Après avoir enchanté les fans du genre avec deux épisodes de haute volée ("Le cauchemar de
Dracula" et "Dracula prince des ténèbres"), la Hammer commençait à montrer quelques signes d’essoufflement avec "Dracula et les femmes"… ce que "Une messe pour Dracula" vient confirmer. Non pas que le film soit mauvais (il est même supérieur à son prédécesseur à bien des niveaux, à commencer par son scénario et la qualité des seconds rôles), c’est juste qu’il porte les stigmates des motivations purement mercantiles de ses producteurs qui se montrent bien plus soucieux de faire rentrer de l’argent (en épuisant leurs lucratives sagas) que de faire preuve d’audace et d’originalité. On retrouve, donc, les mêmes ficelles
(Dracula qui ressuscite à nouveau, les filles du casting qui vont tomber sous son regard hypnotique, le jeune premier qui va tout faire pour sauver sa belle…)
, agrémentées d’une violence plus frontale et d’une dose de sexe plus clairement affichée
(les danseuses nues, la jeune Lucy filmée comme un fantasme pour amateurs de jeune vierge…)
. Et surtout, choix étonnant quand on sait les efforts que la Hammer a dû déployer pour le convaincre de rempiler dans le rôle-titre, on attend près de
45 minutes
avant que Christopher Lee ne pointe ses crocs (exception faite de la rapide scène d’intro faisant le lien avec l’opus précédent). Ca fait long pour un film de vampire… Son arrivée ne brille, d’ailleurs, pas par sa subtilité et son interprétation n’est pas forcément la plus marquante de la saga. La faute en incombe, sans doute, à la lassitude de l’acteur (palpable) et aux dialogues dont il s’est vu armer (assez basiques même si Lee nous régale lorsqu’il se livre à son décompte de victime avec une diction à faire frissonner). Mais, surtout, Dracula a droit
à une mort assez risible qui ne fait pas honneur à son rang.
Dès lors,
son absence pendant plus de la moitié du film
constitue, paradoxalement, un des points forts du film puisque les scénaristes ont pu s'intéresser aux personnages dits secondaires (et qui sont, en réalité, les personnages principaux), à commencer par cette surprenante confrérie de notables à la recherche de plaisirs interdits (Geoffrey Keen, Peter Sallis et John Carson). Le portrait de ces trois personnages est gentiment grinçant envers la "bonne société"

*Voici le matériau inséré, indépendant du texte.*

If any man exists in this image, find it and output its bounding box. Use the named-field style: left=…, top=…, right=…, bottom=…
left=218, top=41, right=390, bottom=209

(à titre, d’exemple, Hargood exige de sa fille un comportement irréprochable alors qu’il fréquente les bordels et assiste à une messe noire)
et, surtout, étonnement dense…
surtout pour des victimes en devenir
. Leurs enfants (dont Linda Hayden, Anthony Corlan et Isla Blair) sont, également, intéressants même si leurs liens avec leurs parents auraient gagné à être davantage exploités. Mais la bonne surprise du film, c’est incontestablement, la prestation fiévreuse de Ralph Bates, véritable révélation épatant de charisme. Il campe un dandy dépravé
(par qui la catastrophe va arriver)
qui balaie tous les autres seconds rôles de la saga (à l’exception notable de l’indépassable Peter Cushing qui manque, décidemment, beaucoup à Dracula).
On ne peut que regretter qu’il disparaisse si vite de l’intrigue. C’est, d’ailleurs, à compter de sa mort que le film perd en intérêt ou, plutôt, qu’il redevient particulièrement classique.
Pour le reste, "Une messe pour Dracula" peut toujours compter sur le charme des productions Hammer (décors à l’ancienne, image typique, musique de James Bernard…) même si la mise en scène de Peter Sasdy souffre de certaines longueurs et d’effets de mise en scène discutable (voir le zoom calqué sur le rythme cardiaque… qui reste moins ridicule que le halo rouge du précédent opus). Ce quatrième opus de l’ère Christopher Lee est, donc, parfaitement regardable mais ne permet pas à la saga de retrouver son éclat d’antan.